Renato Cervo, PIWI e agricoltura sinergica

Avevo assaggiato anni fa i primi vini di Renato ma poi ne avevo perso di vista la produzione e adesso che è passato a trovarmi per scambiare due chiacchiere e per lasciarmi una campionatura, sono ben felice di gustare l’evoluzione del suo progetto viticolo a San Gregorio nelle Alpi, in località Saltoi. Progetto fondato sull’agricoltura sinergica, nella quale il concetto di naturale ha piena cittadinanza (per maggiori dettagli contatta direttamente Renato attraverso il suo sito web). I vigneti occupano solo 1/2 ettaro e sono solo due le varietà coltivate, totalmente a mano, Solaris e Cabernet Cortis.

108 (ancestrale) – Renato Cervo
Profumi fini floreali e di lieviti in questo 108 di Renato Cervo. Da uve di Solaris che in vinificazione fanno una pigiatura soffice e mosto lasciato a contatto con le bucce e i raspi per una giornata. Fermentazione spontanea che al raggiungimento di 10/12 g di zucchero residuo viene fermata abbassando la temperatura a circa 0 gradi. Imbottigliato in attesa della rifermentazione senza l’aiuto di mosti o zuccheri aggiunti.
La spinta carbonica apre al palato un’ondata di freschezza con sentori retronasali agrumati e di mela verde con ricordi di frutta secca che sfumano in alternanza tra il cremoso al palato e il retrogusto leggermente amarotico. Aldilà dei ricordi sensoriali che mi ha stimolato, si evidenzia una sensazione di vitalità e naturalezza che invoglia il nuovo sorso. Al terzo/quarto assaggio ne apprezzo la freschezza accompagnata da sensazioni minerali che si prestano ad accompagnare un aperitivo ben strutturato.
Questa a mio parere non è propriamente la stagione per gustarsi fino in fondo un frizzante metodo ancestrale ma certamente con l’arrivo del caldo ne vorrei una scorta al fresco da gustarmi sotto la pergola o sotto l’ombrellone.

Risveglio – Solaris – 2023 – Renato Cervo
Ha il colore del fieno maturo e profumi che ricordano fiori gialli e miele. In bocca è fresco e strutturato, con un retrogusto agrumato di lemongrass e mela verde. Nella progressione si apprezza la vena salina e la sfumatura amarotica finale.

Con il salire della temperatura si allarga in sensazioni morbide e polpose al palato. Il volume alcolico del 13% è adeguato e “scalda” quella tensione che accompagna questo Solaris. Un vino dove la verticalità stimola il sorso dall’inizio alla fine.

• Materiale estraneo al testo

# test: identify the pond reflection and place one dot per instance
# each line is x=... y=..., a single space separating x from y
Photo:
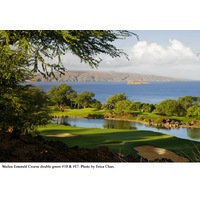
x=185 y=133
x=116 y=124
x=193 y=133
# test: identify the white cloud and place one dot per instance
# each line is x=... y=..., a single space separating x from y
x=174 y=60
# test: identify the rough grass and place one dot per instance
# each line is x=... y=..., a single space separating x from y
x=122 y=141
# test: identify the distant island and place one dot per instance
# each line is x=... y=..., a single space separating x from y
x=100 y=76
x=137 y=82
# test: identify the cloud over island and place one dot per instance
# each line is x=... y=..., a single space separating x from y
x=173 y=60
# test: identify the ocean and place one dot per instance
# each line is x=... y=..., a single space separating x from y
x=154 y=93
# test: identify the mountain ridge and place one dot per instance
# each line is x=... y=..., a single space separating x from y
x=102 y=76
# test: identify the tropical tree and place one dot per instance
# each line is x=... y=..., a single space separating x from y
x=23 y=108
x=25 y=52
x=61 y=95
x=38 y=48
x=193 y=111
x=110 y=103
x=170 y=107
x=85 y=99
x=188 y=101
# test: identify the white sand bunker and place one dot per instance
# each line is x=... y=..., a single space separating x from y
x=60 y=135
x=151 y=153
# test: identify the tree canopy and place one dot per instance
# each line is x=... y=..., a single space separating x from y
x=38 y=48
x=25 y=52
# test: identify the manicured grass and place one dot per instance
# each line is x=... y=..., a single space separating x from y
x=122 y=141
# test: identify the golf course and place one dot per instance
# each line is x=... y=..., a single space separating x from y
x=121 y=141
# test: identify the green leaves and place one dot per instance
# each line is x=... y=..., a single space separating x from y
x=43 y=45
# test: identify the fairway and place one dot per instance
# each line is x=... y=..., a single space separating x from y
x=121 y=141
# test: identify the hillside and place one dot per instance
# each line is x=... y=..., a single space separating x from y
x=99 y=76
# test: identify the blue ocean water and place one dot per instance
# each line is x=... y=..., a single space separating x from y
x=155 y=92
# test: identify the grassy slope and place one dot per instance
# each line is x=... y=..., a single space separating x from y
x=122 y=140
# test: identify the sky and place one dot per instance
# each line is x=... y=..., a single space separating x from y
x=158 y=52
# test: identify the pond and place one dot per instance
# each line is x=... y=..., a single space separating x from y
x=185 y=133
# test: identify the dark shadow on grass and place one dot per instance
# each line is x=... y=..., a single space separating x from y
x=124 y=142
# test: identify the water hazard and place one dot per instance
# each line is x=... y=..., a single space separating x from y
x=185 y=133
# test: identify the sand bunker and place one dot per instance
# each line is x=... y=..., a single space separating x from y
x=151 y=153
x=60 y=135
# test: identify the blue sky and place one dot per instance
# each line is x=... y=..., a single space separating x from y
x=173 y=53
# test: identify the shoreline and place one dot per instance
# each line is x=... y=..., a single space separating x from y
x=135 y=120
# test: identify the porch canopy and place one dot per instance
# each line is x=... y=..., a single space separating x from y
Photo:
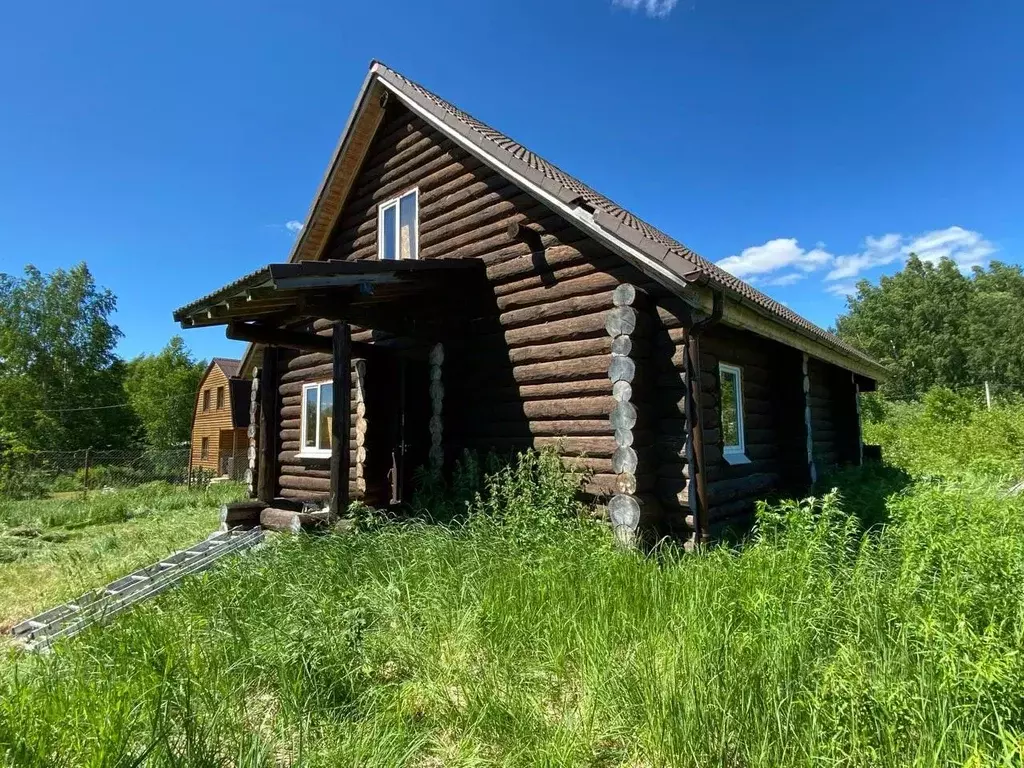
x=407 y=297
x=275 y=306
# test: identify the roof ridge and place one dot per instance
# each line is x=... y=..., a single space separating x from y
x=594 y=199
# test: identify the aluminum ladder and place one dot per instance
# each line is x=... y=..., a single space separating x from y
x=40 y=632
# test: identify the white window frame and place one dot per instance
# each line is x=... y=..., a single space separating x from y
x=734 y=454
x=305 y=451
x=395 y=203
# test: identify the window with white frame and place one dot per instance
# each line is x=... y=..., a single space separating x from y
x=733 y=442
x=317 y=418
x=398 y=227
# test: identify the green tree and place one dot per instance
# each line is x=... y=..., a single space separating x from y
x=933 y=326
x=60 y=383
x=162 y=389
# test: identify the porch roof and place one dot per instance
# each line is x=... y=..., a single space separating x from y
x=354 y=291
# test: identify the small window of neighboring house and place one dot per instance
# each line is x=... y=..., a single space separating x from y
x=397 y=227
x=733 y=440
x=317 y=418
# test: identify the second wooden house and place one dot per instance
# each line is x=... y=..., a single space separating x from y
x=220 y=422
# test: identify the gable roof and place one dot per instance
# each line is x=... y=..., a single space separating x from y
x=228 y=365
x=665 y=258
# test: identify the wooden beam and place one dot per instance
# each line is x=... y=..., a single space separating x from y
x=268 y=417
x=340 y=455
x=278 y=337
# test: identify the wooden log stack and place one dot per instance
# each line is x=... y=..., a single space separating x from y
x=621 y=323
x=251 y=469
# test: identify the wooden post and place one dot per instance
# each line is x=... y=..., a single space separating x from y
x=253 y=445
x=85 y=482
x=436 y=403
x=860 y=429
x=340 y=456
x=359 y=382
x=267 y=465
x=812 y=471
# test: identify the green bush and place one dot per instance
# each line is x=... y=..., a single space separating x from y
x=947 y=435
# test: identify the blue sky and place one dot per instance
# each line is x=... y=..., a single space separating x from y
x=801 y=143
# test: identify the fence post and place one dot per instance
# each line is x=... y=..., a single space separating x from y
x=85 y=482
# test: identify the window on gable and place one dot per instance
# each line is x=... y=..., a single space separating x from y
x=733 y=442
x=317 y=418
x=398 y=227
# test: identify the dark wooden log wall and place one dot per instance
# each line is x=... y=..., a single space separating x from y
x=834 y=416
x=303 y=478
x=773 y=424
x=532 y=368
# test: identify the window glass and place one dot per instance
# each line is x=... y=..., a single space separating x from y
x=731 y=409
x=387 y=231
x=407 y=226
x=309 y=415
x=327 y=415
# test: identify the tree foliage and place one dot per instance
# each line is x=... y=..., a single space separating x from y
x=162 y=389
x=933 y=326
x=57 y=354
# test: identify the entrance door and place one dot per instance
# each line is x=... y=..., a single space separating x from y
x=397 y=431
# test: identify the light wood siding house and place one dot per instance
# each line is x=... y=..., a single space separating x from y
x=456 y=291
x=220 y=421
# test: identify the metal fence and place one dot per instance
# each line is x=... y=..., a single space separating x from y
x=41 y=474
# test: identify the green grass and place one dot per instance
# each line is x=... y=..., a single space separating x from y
x=55 y=549
x=499 y=641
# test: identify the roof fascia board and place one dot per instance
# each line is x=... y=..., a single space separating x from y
x=627 y=242
x=553 y=195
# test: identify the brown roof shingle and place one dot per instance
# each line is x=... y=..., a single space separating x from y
x=609 y=215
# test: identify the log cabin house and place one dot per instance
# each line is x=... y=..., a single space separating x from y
x=453 y=290
x=220 y=422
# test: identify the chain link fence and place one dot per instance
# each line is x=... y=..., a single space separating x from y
x=43 y=474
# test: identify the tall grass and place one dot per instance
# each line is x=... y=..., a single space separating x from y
x=950 y=435
x=55 y=549
x=485 y=643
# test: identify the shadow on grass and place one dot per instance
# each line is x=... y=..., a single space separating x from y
x=865 y=491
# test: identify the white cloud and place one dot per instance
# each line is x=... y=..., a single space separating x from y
x=774 y=255
x=842 y=289
x=783 y=261
x=963 y=246
x=784 y=280
x=653 y=8
x=878 y=251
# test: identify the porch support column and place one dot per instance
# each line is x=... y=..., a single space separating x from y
x=860 y=430
x=359 y=397
x=812 y=471
x=436 y=403
x=268 y=419
x=340 y=454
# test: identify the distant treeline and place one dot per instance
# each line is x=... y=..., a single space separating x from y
x=62 y=386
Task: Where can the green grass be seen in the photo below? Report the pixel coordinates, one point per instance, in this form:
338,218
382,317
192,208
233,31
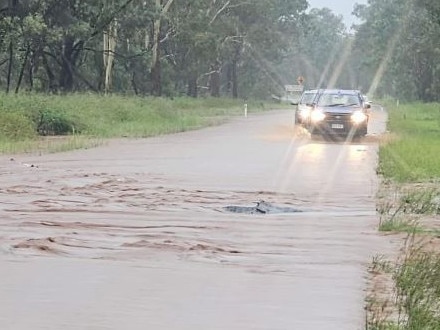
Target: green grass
25,117
409,160
413,154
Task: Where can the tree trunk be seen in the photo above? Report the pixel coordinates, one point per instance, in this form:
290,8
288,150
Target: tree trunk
109,54
234,79
52,86
23,67
66,75
156,74
11,58
214,83
192,85
155,60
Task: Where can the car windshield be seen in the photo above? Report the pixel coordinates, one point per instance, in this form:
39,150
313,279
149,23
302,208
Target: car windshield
338,99
308,98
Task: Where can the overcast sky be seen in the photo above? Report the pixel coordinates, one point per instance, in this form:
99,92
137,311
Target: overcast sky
343,7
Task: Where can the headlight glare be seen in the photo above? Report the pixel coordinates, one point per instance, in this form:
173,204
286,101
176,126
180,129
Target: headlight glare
304,114
317,115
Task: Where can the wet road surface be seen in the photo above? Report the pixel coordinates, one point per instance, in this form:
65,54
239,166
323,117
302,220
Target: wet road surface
135,235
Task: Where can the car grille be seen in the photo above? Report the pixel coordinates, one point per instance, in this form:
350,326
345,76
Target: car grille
338,122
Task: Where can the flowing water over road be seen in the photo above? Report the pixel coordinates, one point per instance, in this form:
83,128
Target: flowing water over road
137,235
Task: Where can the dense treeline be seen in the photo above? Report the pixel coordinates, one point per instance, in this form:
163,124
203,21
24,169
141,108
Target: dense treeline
233,48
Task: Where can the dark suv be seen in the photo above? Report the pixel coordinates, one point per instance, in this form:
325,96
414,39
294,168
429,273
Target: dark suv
338,112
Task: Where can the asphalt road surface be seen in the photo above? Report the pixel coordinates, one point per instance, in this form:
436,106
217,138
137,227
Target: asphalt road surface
136,235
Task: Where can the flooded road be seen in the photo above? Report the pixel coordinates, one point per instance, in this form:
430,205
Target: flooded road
136,234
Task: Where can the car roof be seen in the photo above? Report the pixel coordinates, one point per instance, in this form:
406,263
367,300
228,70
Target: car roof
340,91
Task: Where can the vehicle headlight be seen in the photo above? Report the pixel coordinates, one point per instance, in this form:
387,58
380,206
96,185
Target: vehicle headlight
317,115
358,117
304,114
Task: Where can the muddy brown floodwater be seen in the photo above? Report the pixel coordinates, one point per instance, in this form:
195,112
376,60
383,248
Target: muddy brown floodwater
136,235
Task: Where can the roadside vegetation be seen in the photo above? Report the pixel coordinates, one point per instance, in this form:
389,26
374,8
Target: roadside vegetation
35,122
409,208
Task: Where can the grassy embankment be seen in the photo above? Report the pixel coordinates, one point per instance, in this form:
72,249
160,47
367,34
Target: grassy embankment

Io sono – 2023 – Renato Cervo
Profuma di miele e di resine d’albero, di fiori essicati e agrume dai ricordi d’arancia rossa. In bocca le sensazioni sono di ampie e avvolgenti. I tannini non sono aggressivi e con la leggera nota salina contribuiscono alla matrice espressiva di questo vino.

La fermentazione a contatto con le bucce è stata di 15 giorni, seguiti da un affinamento di 10 mesi in barrique di rovere. Ne risulta un “orange” levigato e maturo, docile al palato. Non particolarmente lungo ma con una piacevole chiusura minerale. Equilibrato e non estremo, per cui adatto all’abbinamento con numerosi piatti. Assaggiato freddo il giorno dopo, a circa 7/8°, cambia registro ed esalta le sue caratteristiche “verticali”, minerali saline, d’acidità e un retronasale ricco di sfumature compresa quella balsamica. Ottimo Solaris macerato.

Calì – 2023 – Renato Cervo
Questo è il rosso di Renato da uve di Cabernet Cortis, effettua la fermentazione malolattica in botte di rovere di secondo passaggio e un affinamento di 8 mesi prima di essere imbottigliato e riposare altri 6 mesi in bottiglia. Rosso rubino scuro, quasi impenetrabile. Si percepisce già alla vista una corporatura consistente. Il naso offre ricordi di Cabernet nelle note di piccoli frutti di bosco e in quelle vegetali che mi spingono il ricordo verso il sedano e le erbe officinali.


In bocca è vivo e fresco d’acidità, con un tannino piacevolmente presente e affilato. Pronto per essere messo in tavola con qualche succulenta ricetta. Bel finale salino con sensazioni sabbiose/setose al palato. Il retrogusto è pulito e si ritrova una buona complessità. Anche nella persistenza offre una buona performance.

Nel complesso i vini di Renato regalano uno spaccato reale del territorio Bellunese e un’identità ben precisa che rispecchia i valori del produttore. L’ambito potrebbe essere accomunato alla categoria dei “vini naturali” ma questa definizione è troppo vaga o troppo stretta mentre i vini in questione hanno una forte personalità e sanno trasmettere emozioni.